🤖 AI Summary
Existing LLM evaluation methods collapse multidimensional capabilities into a single scalar score, obscuring structural differences in model competencies and the intrinsic difficulty distribution of test items. To address this, we propose JE-IRT (Joint Embedding Item Response Theory), a framework that jointly embeds language models and test items in a shared geometric space: item semantics are encoded by direction, item difficulty by radial magnitude, and model capability by projection strength along semantic directions.
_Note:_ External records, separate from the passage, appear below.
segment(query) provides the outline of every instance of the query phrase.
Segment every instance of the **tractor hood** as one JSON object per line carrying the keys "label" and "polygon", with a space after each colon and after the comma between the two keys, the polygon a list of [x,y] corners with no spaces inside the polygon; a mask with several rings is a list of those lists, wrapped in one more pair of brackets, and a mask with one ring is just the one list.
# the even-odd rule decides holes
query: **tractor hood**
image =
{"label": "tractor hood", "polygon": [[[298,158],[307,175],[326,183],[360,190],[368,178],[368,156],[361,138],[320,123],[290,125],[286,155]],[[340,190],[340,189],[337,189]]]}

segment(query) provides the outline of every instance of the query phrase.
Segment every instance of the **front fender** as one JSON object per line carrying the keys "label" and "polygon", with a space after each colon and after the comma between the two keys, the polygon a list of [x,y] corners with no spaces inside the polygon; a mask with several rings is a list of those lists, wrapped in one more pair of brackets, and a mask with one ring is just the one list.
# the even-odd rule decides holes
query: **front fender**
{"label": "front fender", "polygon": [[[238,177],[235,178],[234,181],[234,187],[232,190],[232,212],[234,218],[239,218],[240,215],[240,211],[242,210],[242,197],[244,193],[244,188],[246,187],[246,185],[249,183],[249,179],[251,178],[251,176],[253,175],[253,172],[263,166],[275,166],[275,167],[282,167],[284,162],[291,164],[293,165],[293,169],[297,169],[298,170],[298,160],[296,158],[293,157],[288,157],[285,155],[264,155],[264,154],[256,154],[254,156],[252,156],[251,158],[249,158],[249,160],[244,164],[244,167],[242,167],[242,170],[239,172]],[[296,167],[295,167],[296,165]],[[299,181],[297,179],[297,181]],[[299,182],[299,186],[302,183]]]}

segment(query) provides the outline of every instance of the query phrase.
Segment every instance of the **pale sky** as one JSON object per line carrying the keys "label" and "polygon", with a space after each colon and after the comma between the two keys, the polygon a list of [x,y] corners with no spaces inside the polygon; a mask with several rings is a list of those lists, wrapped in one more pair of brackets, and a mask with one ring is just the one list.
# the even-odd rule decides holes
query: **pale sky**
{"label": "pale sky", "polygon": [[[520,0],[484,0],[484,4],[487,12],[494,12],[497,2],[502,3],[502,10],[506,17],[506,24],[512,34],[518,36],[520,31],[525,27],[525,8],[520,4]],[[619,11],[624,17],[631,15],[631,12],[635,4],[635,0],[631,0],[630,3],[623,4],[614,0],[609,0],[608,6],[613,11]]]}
JE-IRT eliminates reliance on manually annotated categories, revealing only partial alignment between learned capability structures and human-defined topics. It enables zero-shot embedding of novel models and supports interpretable cross-distribution performance analysis. Experiments demonstrate that JE-IRT accurately estimates item difficulty, explains out-of-distribution performance, provides intuitive capability visualizations, and significantly improves both evaluation efficiency and interpretability.
📝 Abstract
Standard LLM evaluation practices compress diverse abilities into single scores, obscuring their inherently multidimensional nature. We present JE-IRT, a geometric item-response framework that embeds both LLMs and questions in a shared space. For question embeddings, the direction encodes semantics and the norm encodes difficulty, while correctness on each question is determined by the geometric interaction between the model and question embeddings. This geometry replaces a global ranking of LLMs with topical specialization and enables smooth variation across related questions. Building on this framework, our experimental results reveal that out-of-distribution behavior can be explained through directional alignment, and that larger norms consistently indicate harder questions. Moreover, JE-IRT naturally supports generalization: once the space is learned, new LLMs are added by fitting a single embedding. The learned space further reveals an LLM-internal taxonomy that only partially aligns with human-defined subject categories. JE-IRT thus establishes a unified and interpretable geometric lens that connects LLM abilities with the structure of questions, offering a distinctive perspective on model evaluation and generalization.